Image compression — a basic overview (and whether you need to consider it when uploading to social media).
Image compression is very similar to most other kinds of file compression in principle. Essentially, it allows you to reduce the size of the image file in return for some processing time to perform the compression (and depending on the type of compression, you may lose some image quality).
As such there are two types of compression:
- Lossy compression: usually produces smaller filesizes, at the cost of reducing quality by some amount
- Lossless compression: doesn’t lose any quality, but isn’t as good at reducing filesizes as lossy compression is
The entire internet would function far less without compression, because both images and videos are absolutely gigantic in size without it. For example, your average size artwork (2480x3508 pixels) is usually above 24MB before you compress it, and bigger images can be several hundred megabytes or more. Imagine trying to download that on a slow connection. By contrast, a compressed average size image can be less than 1MB with zero or almost zero loss in noticeable image quality. How is this possible?
Encoding is the reason. To understand how encoding works, we can look at a simple example; there are many types of encoding, but here we will look at run-length encoding.
It’s a simple concept really: if for example we assume data is made up of letters only (A-Z), we can encode any series of letters as “this many of one letter, followed by this many of another letter…” etc. One example can be seen above.
Some other examples could be:
- “aaaaaabbttttbbbb” — 6a2b4t4b
- “ddddddddaaaaaaaatypppppp” — 8d8a1t1y6p
- “abcdefg” — 1a1b1c1d1e1f1g
As the last example shows, run-length encoding is often not effective if the data doesn’t contain large amounts of repeated data (and can produce larger data than the original).
Some types of image compression do this, but most involve transform coding. PAL and NTSC systems for TV color make use of this — effectively a way of using mathematics to intelligently compress data (and additionally, make it easier to discard data that is not deemed to be necessary, such as colours the human eye doesn’t really notice).
The most prevalent image format today is JPG, and for a very good reason: it is extremely good at what it does. Other image formats like PNG and TIF have their place, but JPG is an all-around excellent format, which makes use of Discrete Cosine Transform encoding, a form of transform encoding. The result is that an image can be massively reduced in filesize (easily over 90%) with almost zero noticeable loss in quality, even to someone who is zoomed in and actively looking for defects.
Tradeoff between encoding time and resulting filesize and quality
It’s important to note that for any given kind of file (e.g. a JPG file), there are many different encoding algorithms, and ways to set that algorithm.
For example, JPGs can be encoded with libjpeg, libjpeg-turbo, mozjpeg or Guetzli, with differing encoding times and results. This is because sometimes you want to optimise for encoding speed (e.g. when you want to encode an image on the fly, or don’t need amazingly high quality), and sometimes you want to optimise for the best possible resulting image.

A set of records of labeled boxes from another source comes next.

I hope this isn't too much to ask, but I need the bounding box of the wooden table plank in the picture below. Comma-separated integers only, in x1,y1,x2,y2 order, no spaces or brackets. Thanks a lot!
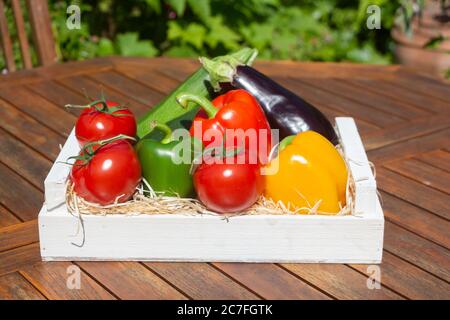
0,243,41,276
0,272,45,300
363,128,450,165
343,79,450,113
0,163,44,221
384,222,450,282
0,220,39,252
363,115,450,150
89,71,164,107
145,262,259,299
0,87,76,136
0,204,21,228
385,158,450,194
381,191,450,248
0,128,53,188
214,263,331,300
416,150,450,172
377,167,450,219
302,79,430,119
0,99,65,159
282,264,402,300
280,79,403,127
352,252,450,300
77,262,187,300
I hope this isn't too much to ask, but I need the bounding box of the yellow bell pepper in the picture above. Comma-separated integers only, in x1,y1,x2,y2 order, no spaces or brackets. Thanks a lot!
265,131,348,214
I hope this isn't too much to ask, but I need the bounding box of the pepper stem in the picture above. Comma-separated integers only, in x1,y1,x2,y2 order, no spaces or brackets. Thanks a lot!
150,121,173,144
176,92,217,118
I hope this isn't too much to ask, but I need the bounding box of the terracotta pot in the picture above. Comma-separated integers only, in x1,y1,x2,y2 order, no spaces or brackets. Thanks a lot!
391,2,450,75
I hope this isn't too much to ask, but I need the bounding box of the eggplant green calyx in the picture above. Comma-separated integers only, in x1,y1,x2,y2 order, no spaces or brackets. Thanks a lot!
199,48,258,91
176,92,217,118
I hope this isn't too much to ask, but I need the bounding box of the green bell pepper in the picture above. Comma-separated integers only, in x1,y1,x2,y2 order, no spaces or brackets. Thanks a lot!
136,122,195,198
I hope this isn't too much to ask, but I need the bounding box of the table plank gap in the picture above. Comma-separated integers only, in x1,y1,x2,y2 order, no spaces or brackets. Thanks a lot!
350,251,450,299
380,191,450,249
20,262,115,300
77,261,186,300
212,262,330,299
385,158,450,195
0,272,46,300
384,221,450,282
145,262,259,300
377,167,450,220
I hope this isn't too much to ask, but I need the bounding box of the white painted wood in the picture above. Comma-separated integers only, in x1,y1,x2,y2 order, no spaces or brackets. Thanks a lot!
39,118,384,263
336,117,378,216
44,129,80,210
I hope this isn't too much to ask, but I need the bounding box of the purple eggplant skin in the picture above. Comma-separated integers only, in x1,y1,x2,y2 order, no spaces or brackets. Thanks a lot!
231,66,339,145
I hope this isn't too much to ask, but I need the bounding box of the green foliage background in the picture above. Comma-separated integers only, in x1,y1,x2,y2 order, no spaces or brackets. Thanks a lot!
0,0,398,69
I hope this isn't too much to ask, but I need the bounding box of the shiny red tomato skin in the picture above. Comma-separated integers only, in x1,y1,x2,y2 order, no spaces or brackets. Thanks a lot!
194,161,264,213
75,101,136,146
70,140,141,205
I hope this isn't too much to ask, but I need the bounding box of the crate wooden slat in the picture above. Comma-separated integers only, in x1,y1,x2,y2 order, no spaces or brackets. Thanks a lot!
39,118,384,263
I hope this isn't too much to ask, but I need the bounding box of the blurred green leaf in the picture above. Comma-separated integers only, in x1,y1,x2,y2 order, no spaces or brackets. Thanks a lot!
188,0,211,21
97,38,115,57
117,32,158,57
165,0,186,16
145,0,161,14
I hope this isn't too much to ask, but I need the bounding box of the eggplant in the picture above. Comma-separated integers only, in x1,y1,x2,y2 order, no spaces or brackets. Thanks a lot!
200,58,338,145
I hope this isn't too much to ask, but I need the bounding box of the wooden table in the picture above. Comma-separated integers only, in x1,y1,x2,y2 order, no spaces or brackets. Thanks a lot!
0,58,450,299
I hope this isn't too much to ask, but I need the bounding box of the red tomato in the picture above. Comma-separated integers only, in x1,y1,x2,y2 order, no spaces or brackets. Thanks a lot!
194,152,264,213
70,140,141,205
75,101,136,146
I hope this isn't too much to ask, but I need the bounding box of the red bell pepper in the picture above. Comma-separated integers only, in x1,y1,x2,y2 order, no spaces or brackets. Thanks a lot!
177,89,272,164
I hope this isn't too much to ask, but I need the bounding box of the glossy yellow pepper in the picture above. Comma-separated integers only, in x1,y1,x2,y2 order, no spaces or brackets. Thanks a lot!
265,131,348,214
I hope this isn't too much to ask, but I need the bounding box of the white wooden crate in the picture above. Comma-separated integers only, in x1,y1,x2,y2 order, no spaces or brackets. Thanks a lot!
39,118,384,263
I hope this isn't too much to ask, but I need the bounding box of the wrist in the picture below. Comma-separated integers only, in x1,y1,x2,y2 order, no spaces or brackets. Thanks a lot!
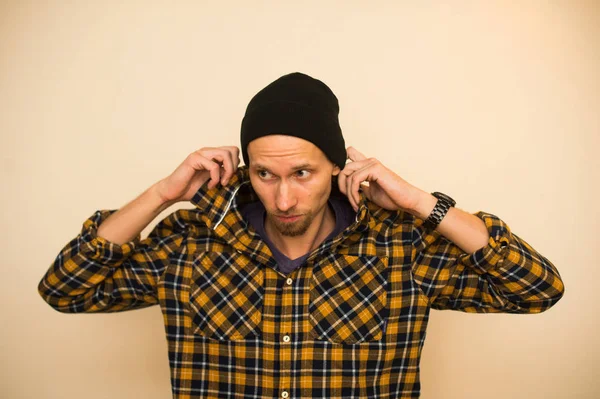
147,182,177,213
408,189,438,220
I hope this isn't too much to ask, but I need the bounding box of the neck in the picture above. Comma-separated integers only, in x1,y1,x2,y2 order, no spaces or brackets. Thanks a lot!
265,204,335,260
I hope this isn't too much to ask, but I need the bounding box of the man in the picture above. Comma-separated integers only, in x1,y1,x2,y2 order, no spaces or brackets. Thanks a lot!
38,73,564,399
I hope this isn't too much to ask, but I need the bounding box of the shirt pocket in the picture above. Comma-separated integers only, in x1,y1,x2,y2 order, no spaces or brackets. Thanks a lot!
308,254,389,344
189,253,264,340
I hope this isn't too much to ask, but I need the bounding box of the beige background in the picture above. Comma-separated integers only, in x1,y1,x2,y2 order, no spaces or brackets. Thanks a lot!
0,0,600,399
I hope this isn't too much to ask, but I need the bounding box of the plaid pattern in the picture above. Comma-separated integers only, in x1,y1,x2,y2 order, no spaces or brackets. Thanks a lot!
38,167,564,399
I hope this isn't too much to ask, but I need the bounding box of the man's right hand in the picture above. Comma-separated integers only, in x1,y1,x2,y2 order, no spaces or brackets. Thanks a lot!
157,146,240,204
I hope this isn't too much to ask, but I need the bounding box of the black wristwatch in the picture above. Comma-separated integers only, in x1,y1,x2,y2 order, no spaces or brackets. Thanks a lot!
423,191,456,230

JPGs can also be given a “quality level” — from 0 to 100 — denoting, in arbitrary terms, how much data to discard. A 100 quality JPEG is a big file (still significantly smaller than uncompressed, but big) in comparison to even a 90 quality JPEG. Note that a 100-quality JPEG is still lossy compression.
Another example would be videos. The most common video format these days is mp4, most of which are encoded with x264 (an older encoding algorithm that is fast to run). Currently, HEVC (x265) is slowly replacing it; it takes longer to encode but produces smaller videos at the same bitrate, which for most video purposes is definitely preferable.
Should you think about any of this when posting images to social media?
99.999% of the time, nobody is ever going to notice the compression if an image you upload is resized or compressed by Twitter or anywhere else. On the other hand, a lot of people on slow or mobile connections will scroll straight past your art if it’s taking ages to load because the filesize is 20x bigger than it needs to be.
As a result, it’s best not to try and get around image compression on websites. Not only is it counterproductive as explained above, but rules on what gets re-compressed and what doesn’t are notoriously fickle and ever-changing.